Baker’s Theorem and the Class Number Problem (Part 3)

Disclaimer: This post is the third of a set of three(ish) about Baker’s Theorem and the Class Number Problem. It is intended to be informative and not too rigorous. Find part one here and part two here!

So, we’ve introduced both the Class Number One Problem and Baker’s Theorem, and now we’re going to try and tie them all together. I’m going to miss out some details, which I’ll write up in an addendum/part 4 for anyone who’s interested in the ins and outs rather than an overview of the proof. I refer heavily back to the first and second posts in this series, but I’ll briefly talk about where we are. My main references for this post are Baker and Wustholz’s “Logarithmic Forms and Diophantine Geometry” and Baker’s paper “On the Class Number of Imaginary Quadratic Fields“.
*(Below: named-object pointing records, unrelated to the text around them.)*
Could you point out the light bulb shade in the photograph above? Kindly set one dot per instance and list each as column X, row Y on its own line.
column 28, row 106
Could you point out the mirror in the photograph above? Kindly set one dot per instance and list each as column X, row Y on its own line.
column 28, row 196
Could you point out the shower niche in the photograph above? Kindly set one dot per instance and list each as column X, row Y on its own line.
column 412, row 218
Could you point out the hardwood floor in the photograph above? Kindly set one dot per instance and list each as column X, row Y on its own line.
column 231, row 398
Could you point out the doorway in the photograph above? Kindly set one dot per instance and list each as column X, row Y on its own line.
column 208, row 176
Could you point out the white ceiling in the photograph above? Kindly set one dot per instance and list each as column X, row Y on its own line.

First of all, we have Baker’s Theorem. I quote the theorem Baker himself proved; we’ve had improvements since, but we only need a fairly weak version for our uses. For (as far as I’m aware) the strongest result to date, see this result from Matveev. What follows is the version of Baker’s Theorem we will use.

Baker’s Theorem Let $\alpha_{1},\, \dots,\, \alpha_{n} \in \mathbb{A} \backslash \{0,\, 1\}$ be such that $\log \alpha_{1},\, \dots,\, \log\alpha_{n}$ are linearly independent over $\mathbb{Q}$ . Let $\beta_{0},\,\beta_{1},\, \dots ,\,\beta_{n} \in \mathbb{A}$ , not all 0. Set $\Lambda := \beta_{0} + \beta_{1} \log \alpha_{1} + \dots + \beta_{n} \log \alpha_{n}$ and let $B= \max \{h(\beta_{0}),\, h(\beta_{1}),\dots,\, h(\beta_{n})\}$ , where $h(x)$ denotes the maximum of the absolute values of coefficients of the minimal polynomial of $x$ . Assume that $\Lambda \neq 0 .$ Then there exists an effectively computable constant $c:=c(n,\,\alpha_{1},\, \dots ,\, \alpha_{n})$ such that $\lvert \Lambda \rvert \geq (eB)^{-c}$ .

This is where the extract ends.